In a move that has raised concerns among financial institutions, Lloyd’s of London is set to exempt big “state-backed” cyberattacks (attacks that are carried out on behalf of governments) from standard insurance policies, according to the Financial Times and Wall Street Journal.
Bank of America, one of the world’s largest banks, is one of the institutions that has expressed concern about the new rule. The bank believes that the change will leave it and other businesses vulnerable to potentially catastrophic cyberattacks.

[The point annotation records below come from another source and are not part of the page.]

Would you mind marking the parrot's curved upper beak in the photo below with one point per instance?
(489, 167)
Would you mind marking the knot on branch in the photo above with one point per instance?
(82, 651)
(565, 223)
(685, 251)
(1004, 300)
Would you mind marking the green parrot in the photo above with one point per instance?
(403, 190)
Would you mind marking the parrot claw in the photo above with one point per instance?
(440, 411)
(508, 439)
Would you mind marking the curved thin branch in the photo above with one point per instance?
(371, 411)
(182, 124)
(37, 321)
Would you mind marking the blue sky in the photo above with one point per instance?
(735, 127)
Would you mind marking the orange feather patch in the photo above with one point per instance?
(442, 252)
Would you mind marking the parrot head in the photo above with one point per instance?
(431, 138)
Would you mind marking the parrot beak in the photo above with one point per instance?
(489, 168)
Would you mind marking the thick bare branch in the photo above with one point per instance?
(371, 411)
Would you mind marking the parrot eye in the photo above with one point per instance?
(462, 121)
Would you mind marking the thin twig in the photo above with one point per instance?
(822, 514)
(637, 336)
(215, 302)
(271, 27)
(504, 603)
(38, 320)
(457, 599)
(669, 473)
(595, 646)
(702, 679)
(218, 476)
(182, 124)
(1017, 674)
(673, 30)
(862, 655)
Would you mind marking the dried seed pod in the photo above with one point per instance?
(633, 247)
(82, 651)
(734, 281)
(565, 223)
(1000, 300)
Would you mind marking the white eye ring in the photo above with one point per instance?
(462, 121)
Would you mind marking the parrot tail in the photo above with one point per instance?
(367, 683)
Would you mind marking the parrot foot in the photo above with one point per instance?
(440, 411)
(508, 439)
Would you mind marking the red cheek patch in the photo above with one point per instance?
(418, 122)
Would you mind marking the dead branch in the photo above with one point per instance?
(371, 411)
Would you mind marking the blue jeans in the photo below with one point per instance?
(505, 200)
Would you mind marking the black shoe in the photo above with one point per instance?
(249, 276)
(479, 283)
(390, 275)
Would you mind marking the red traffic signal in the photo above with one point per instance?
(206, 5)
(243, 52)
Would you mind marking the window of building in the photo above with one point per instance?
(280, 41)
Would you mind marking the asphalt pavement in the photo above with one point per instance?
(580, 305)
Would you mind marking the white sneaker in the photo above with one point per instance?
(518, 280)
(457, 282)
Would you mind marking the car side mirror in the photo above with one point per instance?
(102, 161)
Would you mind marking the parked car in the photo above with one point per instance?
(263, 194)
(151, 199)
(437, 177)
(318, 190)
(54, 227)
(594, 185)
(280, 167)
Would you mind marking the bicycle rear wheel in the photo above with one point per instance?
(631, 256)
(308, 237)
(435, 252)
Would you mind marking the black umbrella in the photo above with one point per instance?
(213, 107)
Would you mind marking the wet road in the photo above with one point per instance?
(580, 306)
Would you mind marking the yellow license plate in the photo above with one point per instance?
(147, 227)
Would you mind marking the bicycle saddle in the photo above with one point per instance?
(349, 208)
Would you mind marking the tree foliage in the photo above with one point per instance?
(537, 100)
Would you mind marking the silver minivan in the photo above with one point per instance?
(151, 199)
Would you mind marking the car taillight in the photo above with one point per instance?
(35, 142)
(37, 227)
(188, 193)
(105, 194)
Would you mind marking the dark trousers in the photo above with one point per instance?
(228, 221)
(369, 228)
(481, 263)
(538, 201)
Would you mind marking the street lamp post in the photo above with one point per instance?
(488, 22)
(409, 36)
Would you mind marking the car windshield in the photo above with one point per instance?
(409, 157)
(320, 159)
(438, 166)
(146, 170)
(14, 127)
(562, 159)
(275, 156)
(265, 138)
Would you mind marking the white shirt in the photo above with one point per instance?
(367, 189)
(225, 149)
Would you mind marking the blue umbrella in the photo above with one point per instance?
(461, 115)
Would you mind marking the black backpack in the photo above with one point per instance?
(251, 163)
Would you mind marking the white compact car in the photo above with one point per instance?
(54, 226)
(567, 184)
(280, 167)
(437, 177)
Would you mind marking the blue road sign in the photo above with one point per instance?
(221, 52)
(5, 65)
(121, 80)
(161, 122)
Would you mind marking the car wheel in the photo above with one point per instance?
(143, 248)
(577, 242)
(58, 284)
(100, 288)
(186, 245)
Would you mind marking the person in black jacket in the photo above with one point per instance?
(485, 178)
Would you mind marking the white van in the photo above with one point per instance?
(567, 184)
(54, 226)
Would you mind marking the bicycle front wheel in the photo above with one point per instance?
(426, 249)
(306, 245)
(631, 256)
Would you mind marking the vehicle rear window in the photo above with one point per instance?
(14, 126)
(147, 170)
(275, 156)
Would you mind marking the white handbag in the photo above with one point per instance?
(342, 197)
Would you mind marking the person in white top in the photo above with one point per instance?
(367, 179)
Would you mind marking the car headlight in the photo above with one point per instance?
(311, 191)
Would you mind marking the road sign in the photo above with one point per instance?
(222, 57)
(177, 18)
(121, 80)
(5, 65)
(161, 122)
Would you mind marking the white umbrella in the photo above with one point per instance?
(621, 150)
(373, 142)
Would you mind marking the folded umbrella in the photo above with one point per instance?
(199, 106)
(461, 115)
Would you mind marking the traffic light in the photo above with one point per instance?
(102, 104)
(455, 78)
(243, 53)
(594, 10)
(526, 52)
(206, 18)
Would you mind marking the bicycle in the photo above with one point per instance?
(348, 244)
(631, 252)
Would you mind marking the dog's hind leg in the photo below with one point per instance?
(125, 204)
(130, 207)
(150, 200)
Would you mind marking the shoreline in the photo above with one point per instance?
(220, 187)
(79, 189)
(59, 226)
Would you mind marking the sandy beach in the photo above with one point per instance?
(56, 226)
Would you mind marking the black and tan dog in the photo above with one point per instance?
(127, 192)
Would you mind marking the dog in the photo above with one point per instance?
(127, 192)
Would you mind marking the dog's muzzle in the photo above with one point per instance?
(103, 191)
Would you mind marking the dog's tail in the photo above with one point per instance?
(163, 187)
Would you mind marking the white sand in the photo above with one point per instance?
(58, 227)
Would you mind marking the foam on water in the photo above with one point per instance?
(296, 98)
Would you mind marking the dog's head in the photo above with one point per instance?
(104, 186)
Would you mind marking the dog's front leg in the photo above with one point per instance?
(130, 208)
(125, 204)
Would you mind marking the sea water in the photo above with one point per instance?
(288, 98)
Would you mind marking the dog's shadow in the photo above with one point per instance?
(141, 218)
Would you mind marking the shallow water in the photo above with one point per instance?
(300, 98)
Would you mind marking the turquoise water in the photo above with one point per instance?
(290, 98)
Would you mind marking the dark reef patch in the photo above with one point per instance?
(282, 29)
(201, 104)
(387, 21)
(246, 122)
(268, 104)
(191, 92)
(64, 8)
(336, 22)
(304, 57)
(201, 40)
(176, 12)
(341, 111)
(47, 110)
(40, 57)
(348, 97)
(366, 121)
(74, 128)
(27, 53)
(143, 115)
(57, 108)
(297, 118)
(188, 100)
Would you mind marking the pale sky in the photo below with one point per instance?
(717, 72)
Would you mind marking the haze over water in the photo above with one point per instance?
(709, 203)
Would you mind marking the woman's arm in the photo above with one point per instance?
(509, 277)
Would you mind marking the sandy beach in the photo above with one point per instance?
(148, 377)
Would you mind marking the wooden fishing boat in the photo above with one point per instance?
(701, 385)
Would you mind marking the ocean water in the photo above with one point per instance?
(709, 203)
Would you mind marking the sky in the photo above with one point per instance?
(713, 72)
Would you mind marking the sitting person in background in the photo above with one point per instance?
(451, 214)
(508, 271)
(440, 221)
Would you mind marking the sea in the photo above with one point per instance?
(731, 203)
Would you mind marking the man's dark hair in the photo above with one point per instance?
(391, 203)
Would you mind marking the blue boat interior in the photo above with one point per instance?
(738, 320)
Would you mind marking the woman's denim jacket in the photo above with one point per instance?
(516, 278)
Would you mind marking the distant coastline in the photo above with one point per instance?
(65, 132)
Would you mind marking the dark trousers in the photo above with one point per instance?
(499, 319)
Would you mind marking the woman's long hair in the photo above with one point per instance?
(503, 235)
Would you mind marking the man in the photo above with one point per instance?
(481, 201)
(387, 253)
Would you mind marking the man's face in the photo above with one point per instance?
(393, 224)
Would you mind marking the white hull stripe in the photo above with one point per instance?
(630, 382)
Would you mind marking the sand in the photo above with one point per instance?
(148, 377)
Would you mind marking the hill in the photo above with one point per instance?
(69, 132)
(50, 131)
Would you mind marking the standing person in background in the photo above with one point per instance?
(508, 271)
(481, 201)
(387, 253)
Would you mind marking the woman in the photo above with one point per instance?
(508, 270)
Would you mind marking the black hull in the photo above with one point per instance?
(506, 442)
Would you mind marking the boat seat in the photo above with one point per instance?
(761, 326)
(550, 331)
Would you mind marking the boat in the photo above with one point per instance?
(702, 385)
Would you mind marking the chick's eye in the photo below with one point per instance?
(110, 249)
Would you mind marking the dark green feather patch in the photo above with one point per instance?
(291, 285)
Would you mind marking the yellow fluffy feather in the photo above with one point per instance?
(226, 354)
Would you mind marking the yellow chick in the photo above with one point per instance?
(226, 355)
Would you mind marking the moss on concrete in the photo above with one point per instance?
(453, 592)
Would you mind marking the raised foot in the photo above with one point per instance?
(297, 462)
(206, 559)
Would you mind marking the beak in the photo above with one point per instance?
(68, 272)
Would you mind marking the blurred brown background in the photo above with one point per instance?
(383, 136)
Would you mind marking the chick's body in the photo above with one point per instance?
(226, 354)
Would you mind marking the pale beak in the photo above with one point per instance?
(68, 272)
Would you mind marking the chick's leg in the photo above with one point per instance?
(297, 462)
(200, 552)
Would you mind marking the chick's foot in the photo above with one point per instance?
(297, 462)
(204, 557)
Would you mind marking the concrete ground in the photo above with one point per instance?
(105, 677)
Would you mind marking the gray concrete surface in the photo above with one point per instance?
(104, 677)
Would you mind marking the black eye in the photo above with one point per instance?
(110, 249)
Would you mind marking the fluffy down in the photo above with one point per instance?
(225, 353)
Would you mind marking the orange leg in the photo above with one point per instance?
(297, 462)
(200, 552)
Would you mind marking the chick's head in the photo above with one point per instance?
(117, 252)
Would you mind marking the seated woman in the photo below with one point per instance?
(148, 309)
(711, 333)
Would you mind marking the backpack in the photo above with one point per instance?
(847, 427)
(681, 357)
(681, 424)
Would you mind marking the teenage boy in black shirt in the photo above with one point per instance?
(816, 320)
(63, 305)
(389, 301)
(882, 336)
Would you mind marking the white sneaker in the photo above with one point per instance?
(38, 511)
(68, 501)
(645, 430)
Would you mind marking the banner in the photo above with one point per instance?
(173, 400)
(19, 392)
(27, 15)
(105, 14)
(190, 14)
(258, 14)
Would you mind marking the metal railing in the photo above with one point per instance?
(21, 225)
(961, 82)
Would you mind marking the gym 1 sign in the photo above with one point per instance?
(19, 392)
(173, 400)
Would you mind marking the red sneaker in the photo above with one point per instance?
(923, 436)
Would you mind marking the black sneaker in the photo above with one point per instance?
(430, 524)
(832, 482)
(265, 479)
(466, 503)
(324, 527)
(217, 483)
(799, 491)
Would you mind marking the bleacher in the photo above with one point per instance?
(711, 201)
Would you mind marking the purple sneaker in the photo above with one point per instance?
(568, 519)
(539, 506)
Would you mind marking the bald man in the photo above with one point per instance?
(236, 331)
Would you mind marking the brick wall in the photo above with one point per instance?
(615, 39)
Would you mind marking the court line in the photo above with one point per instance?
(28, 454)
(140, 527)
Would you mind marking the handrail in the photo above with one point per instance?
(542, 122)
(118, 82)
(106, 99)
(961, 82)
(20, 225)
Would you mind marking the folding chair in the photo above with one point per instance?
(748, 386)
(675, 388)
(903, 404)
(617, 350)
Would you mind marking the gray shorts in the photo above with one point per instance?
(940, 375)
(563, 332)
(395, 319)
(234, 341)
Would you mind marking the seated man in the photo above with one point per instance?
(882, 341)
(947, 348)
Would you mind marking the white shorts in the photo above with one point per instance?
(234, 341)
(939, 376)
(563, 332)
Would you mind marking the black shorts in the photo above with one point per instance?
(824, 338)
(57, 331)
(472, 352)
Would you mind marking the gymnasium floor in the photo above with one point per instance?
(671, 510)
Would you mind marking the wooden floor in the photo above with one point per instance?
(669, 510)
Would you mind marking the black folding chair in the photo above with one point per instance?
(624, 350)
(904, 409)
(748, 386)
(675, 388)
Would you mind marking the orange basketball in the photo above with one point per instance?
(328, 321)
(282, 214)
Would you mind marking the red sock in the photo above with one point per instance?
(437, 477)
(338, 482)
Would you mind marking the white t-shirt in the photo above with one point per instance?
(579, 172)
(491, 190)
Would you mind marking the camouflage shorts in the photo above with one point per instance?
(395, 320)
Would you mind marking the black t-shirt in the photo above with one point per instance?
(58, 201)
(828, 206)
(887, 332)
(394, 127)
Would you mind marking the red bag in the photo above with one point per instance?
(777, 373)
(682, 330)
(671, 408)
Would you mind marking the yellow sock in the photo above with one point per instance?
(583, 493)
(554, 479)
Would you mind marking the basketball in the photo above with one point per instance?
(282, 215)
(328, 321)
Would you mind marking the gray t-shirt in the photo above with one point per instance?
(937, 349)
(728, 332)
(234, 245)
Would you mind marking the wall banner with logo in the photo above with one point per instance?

As reported by the Wall Street Journal, “as of March 31 [2023], when coverage begins or is renewed, syndicates must exclude state-backed cyberattacks from policies that protect against physical and digital damage caused by hacks, Underwriting Director Tony Chaudhry said in a bulletin dated Aug. 16.”
Lloyd’s of London is a centuries-old insurance market that has played a leading role in the development of cyber insurance. In recent years, the market has faced a growing number of claims from businesses that have been victims of cyberattacks.
The new rule is designed to protect Lloyd’s of London from the costs of systemic cyberattacks. These are attacks that are so large and widespread that they could cause widespread disruption to the economy.
The move is in line with most insurance policies across numerous sectors that exclude policy coverage for acts of war. Lloyds and its supporters argue that state-backed cyberattacks are of equivalent kinetic war exclusion.
State-backed cyberattacks are a growing threat
State-backed cyber attacks are a growing threat.
In the mid-2010’s, a number of high-profile state-backed cyber attacks made headlines, including the 2015 attack on Sony Pictures and the 2016 attack on the Democratic National Committee.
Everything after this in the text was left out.